Com o programa, os contribuintes classificados com pequeno grau de risco e histórico positivo terão tratamento diferenciado, tanto nos serviços de atendimento, quanto nos procedimentos de cobrança e condições para regularização do débito.
Na avaliação da PGFN, a medida criaria um incentivo à regularização dos débitos. Na análise, seria observado se o contribuinte responde às intimações, segue as regras, paga débitos quando perde uma disputa e cumpre acordos de parcelamentos de débitos.
Em situações de execução judicial aberta pela União para cobrar uma dívida, o contribuinte que deseja discutir precisa oferecer uma garantia no valor integral do débito.
O governo usualmente pede garantias que têm alto custo, como depósito judicial, seguro ou fiança bancária.
Devedores no cadastro positivo seriam autorizados a oferecer garantias menos onerosas, como imóvel próprio ou fiança oferecida por empresa do mesmo grupo, sem necessidade da contratação de um banco.
Em sentido contrário, contribuintes de risco elevado (devedores contumazes) passariam por procedimentos de cobrança mais rigorosos.
A nota também poderá pesar na decisão de registrar o devedor em órgãos de proteção de crédito ou na avaliação sobre a modalidade de cobrança a ser adotada.
O programa vem sendo discutido com o relator do projeto de combate ao devedor contumaz e fortalecimento da cobrança da dívida ativa, deputado Arthur Maia (DEM-BA).
A equipe do ministro Paulo Guedes (Economia) incluiu a proposta na reforma da Previdência como forma de neutralizar o discurso da oposição de que, antes de endurecer as regras de aposentadoria, deve-se cobrar as dívidas.
Maia prevê que o projeto seja votado em comissão da Câmara até começo de novembro. Antes disso, apresentará o relatório com alterações.
Ele informou que deve criar um mecanismo que permite abater precatórios (dinheiro que uma empresa ou pessoa física tem a receber da União) na hora de pagar a dívida.

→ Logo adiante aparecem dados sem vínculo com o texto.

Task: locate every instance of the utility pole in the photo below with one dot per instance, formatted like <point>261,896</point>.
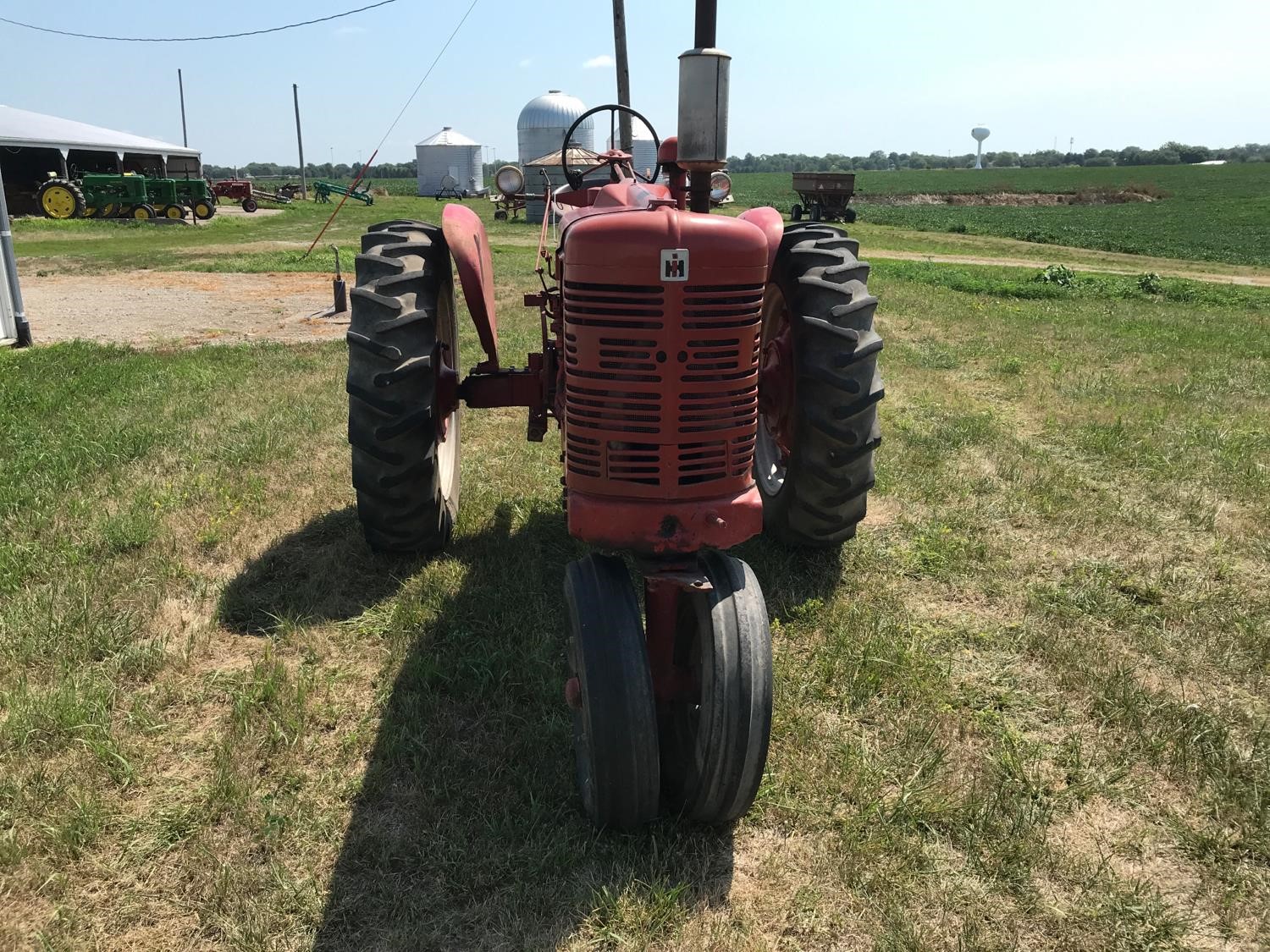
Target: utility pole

“Já que o governo exige que a pessoa física ou jurídica não seja um devedor contumaz, o governo não pode ficar devendo também. Queremos um modelo de compensação com precatórios”, afirma Maia.
Para Neuenschwander, a ideia faz sentido e deve ser estudada a possibilidade de incluir o dispositivo no texto que tramita no Congresso.
“Contabilmente, vai ficar transparente. Aparece a despesa [com o precatório] e vai gerar uma receita equivalente [com a dívida quitada]. É um mecanismo interessante. Muito pior seria a União pagar o precatório e o contribuinte continuar devendo.”